You can progressively opt in ("mixed mode") so it only touches files you allow it to (and makes new ones if needed).
Pros:
- Formalised version of the "agentic engineering" many are already doing, but might actually get people to store their specs and decisions in a concise way that seems more sane than committing your entire meandering chat session.
- Encouraging people to review spec and code side-by-side at a file level seems reasonable. Could even build an IDE/plugin around that concept to auto-load/navigate the spec and code side-by-side like their examples: https://codespeak.dev/shrink-factor/markitdown-eml. If tokens per second for popular models continues to improve, could even update the spec by hand and see the code regenerate live on the fly, perhaps via `codespeak watch`.
- Reduces the code you have to write by 5-10x. Largely by convincing you not to write it any more. Our graphics cards write the code for us in this timeline and many people are even happy about it.
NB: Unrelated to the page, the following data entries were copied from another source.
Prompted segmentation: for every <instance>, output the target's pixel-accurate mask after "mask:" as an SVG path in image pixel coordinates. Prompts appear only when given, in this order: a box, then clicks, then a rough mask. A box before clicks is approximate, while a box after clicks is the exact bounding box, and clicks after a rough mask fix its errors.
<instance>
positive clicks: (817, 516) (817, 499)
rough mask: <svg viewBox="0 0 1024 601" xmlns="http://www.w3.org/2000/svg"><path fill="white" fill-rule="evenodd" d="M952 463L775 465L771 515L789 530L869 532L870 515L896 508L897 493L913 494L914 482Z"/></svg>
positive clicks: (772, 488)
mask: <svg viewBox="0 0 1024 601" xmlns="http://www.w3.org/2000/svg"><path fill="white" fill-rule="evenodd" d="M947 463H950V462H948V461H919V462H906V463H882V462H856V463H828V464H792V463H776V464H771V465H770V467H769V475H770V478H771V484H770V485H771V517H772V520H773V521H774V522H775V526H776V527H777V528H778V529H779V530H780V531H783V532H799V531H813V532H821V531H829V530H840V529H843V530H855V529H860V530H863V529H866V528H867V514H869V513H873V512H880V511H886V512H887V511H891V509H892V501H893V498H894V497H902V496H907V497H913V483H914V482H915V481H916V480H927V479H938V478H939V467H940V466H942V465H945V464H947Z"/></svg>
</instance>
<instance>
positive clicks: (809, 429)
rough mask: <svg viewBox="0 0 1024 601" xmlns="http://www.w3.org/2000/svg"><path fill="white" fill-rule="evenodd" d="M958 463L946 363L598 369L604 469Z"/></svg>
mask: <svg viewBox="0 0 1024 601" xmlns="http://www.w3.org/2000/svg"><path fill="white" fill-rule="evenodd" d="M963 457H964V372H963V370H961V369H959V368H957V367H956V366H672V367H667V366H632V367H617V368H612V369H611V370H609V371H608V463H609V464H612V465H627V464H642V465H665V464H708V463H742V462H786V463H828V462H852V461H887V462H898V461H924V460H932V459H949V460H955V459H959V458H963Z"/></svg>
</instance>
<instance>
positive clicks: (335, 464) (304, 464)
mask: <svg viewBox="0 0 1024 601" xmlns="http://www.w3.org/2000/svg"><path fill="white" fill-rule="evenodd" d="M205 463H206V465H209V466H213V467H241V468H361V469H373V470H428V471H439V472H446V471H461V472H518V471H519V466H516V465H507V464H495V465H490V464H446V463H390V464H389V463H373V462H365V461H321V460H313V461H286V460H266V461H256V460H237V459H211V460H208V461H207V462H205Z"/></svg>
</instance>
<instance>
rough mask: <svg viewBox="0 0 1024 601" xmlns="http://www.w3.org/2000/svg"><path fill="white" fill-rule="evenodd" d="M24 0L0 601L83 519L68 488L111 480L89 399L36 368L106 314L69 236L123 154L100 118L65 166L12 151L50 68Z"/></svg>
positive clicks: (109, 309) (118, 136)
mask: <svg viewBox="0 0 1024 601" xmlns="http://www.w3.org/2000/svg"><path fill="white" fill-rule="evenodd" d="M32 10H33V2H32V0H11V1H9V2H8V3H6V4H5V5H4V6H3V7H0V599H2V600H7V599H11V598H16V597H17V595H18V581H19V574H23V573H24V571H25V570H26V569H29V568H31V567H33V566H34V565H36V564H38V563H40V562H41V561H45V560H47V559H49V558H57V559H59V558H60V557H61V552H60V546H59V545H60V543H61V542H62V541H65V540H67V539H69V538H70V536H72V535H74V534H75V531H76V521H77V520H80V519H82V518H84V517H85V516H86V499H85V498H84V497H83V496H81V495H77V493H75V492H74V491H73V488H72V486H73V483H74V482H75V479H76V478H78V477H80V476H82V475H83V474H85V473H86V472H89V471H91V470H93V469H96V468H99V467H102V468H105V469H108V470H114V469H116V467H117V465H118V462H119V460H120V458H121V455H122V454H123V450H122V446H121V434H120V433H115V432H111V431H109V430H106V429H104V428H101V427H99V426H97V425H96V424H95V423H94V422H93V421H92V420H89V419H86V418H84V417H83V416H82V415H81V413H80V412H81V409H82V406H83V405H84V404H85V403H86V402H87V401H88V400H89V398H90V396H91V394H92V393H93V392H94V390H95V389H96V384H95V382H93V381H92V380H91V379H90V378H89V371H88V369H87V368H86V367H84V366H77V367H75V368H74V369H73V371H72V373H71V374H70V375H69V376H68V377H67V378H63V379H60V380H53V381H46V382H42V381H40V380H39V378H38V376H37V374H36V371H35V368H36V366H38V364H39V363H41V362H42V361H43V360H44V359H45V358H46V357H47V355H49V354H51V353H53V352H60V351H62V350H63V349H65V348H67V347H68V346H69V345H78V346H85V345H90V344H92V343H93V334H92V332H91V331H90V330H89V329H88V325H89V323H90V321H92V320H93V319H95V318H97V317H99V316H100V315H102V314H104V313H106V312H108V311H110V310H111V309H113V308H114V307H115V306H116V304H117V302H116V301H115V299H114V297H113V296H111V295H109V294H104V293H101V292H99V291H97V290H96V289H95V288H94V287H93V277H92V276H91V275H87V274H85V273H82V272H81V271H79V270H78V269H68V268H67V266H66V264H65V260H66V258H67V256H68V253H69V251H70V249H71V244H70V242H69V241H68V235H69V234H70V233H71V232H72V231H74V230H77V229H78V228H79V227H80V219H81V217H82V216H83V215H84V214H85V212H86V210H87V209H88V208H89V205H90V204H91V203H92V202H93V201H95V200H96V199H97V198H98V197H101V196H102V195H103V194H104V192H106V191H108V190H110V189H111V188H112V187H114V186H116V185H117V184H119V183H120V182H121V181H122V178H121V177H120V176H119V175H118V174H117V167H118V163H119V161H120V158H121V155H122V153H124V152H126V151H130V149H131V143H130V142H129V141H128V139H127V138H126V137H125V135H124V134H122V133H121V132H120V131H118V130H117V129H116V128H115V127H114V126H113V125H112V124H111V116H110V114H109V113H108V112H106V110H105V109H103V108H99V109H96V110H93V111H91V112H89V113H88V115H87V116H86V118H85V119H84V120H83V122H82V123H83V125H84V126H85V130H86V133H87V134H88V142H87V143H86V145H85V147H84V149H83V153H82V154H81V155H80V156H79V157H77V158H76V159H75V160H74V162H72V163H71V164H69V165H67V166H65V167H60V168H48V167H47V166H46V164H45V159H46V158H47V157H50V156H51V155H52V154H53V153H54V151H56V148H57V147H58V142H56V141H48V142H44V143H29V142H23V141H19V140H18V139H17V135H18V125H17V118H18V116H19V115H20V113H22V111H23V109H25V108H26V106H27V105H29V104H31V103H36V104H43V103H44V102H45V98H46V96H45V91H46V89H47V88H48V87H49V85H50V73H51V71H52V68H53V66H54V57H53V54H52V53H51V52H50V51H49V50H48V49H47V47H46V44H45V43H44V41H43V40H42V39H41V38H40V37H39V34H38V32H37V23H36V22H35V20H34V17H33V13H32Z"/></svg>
- As models improve, could optionally re-run `build` against the same original spec. (Why do that if the output already produces the intended result and the test suite still passes? Presumably for simpler code. Or faster output. Or lower memory use. Or simply _different_ bugs.)
- Moves programming back toward structured thinking backed by a committed artifact and a solid two-word command you can run, instead of actively having conversations with far away GPUs like that's normal now.
- Could theoretically swap out the build target language if you grow to trust the build process to be your babelfish/specfish. Kind of Haxe with Markdown.
Cons:
- Seems to be gated by their login, can't bring your own model?
- Suspect the labs can all clone this concept very easily. `claude build` and `claude spec`?
The idea of a non-deterministic 'build' command had me cringing at first. But formalising a process many are using anyway that currently feels pretty sloppy perhaps isn't so terrible.
If nothing else, writing `build` is a lot quicker and maintains a whisker of self-respect. At least compared to typing, "please take this spec and adapt the Python accordingly" followed 2 minutes later by, "I updated the spec to deal with the edge-case you missed, try again but don't miss anything this time".
Programming is in the end math, the model is defined and, when done correctly follows common laws.
I know dark mode is really popular with the youngens but I regularly have to reach for reader mode for dark web pages, or else I simply cannot stand reading the contents.
Unfortunately, this site does not have an obvious way of reading it black-on-white, short of looking at the HTML source (CTRL+U), which - in fact - I sometimes do.
Sometimes a site will include a button or other UI element to choose a light theme but I find it odd that so many sites which are presumed to be designed by technically competent people, completely ignore accessibility concerns.
Definitely in the minority on this one as dark mode is really popular these days.
Really hard to describe how it is literally physically painful for my eyes. Very strange.
The site does describe it as a "programming language," which feels like a novel use of the term to me. The borders around a term like "programming language" are inherently fuzzy, but something like "code generation tool" better describes CodeSpeak IMHO.
Also, English is really too verbose and imprecise for coding, so we developed a programming language you can use instead.
Now, this gives me a business idea: are you tired of using CodeSpeak? Just explain your idea to our product in English and we'll generate CodeSpeak for you.
In the past maths were expressed using natural language, the math language exists because natural language isn't clear enough.
"In order to make machines significantly easier to use, it has been proposed (to try) to design machines that we could instruct in our native tongues. this would, admittedly, make the machines much more complicated, but, it was argued, by letting the machine carry a larger share of the burden, life would become easier for us. It sounds sensible provided you blame the obligation to use a formal symbolism as the source of your difficulties. But is the argument valid? I doubt."
"Please don't post shallow dismissals, especially of other people's work. A good critical comment teaches us something."